The bottle doesn’t have the same pretentious wordery that BrewDog put on their version. Flying Dog are more visual in their approach, with their beers standing out because of their iconic label art – the artist, Ralph Steadman, is best known for his work with Hunter S. Thompson, and his distinctive style is now most often seen on the bottles of Flying Dog Beers.
International Arms Race features two big, sharp-toothed dogs, boxing amid splatters of blood. The message here is simple – the big dogs from either continent are going head to head, and Flying Dog are up for a fight.
I’ve let this beer age a little bit, hoping that the spices used instead of hops also mellow and combine like they would with a traditional IPA that’s a little older. Not that anyone should take any notice of other people’s scores, but I’ve found that opinion is split on the two major beer sites, with RateBeer giving it a lowly 17 out of 100, but BeerAdocate were less critical with their 73 out of 100. Is that a true criticism of the flavour though? Or are people just being a bit snobby about experimentation?
The thing to remember about this beer is that it’s an experiment. It can’t be treated like a normal beer, because it isn’t one. It isn’t trying to be one and it certainly isn’t trying to be better than “normal” beer. It is the child of exploration, the result of an inquisitive venture, and we should try to appreciate it with that in mind.
So let’s open it!
Visual: An. Well. This isn’t good. Not the colour or the carbonation, though both are unappealing. It looks a bit like Irn Bru, orange and very fizzy. The main problem, though, is the bits. Definitely not yeast sediment – it looks a lot like mould. A sort of misty, fluffy, globular haze fills the bottom, with some floating globs of transparent slimy stuff. It’s well within the use by date too. Perhaps the spices haven’t lasted as well as Flying Dog hoped. Perhaps I haven’t kept it as well as I though. Perhaps I got an iffy bottle. Who knows? This is going to be a short review…
Nose: Smells like somebody’s dumped loads of cloves into ginger beer. Quite nauseating in all honesty.

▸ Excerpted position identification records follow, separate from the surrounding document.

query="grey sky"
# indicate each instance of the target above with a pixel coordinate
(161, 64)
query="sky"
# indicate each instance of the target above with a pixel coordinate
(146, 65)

Taste: Nope. No way. Not a chance. This isn’t going anywhere near my face.
Mouthfeel: If I was to hazard a guess, I’d say it would probably feel like fizzy ginger beer with mould floating in it.
So, a disappointing start to American month and poor first impression from Flying Dog. But I know they’re better than this. Not quite the perfect segue I made it out to be…
I guess I’ll just move on, to a tried and tested beer: Flying Dog Gonzo Imperial Porter.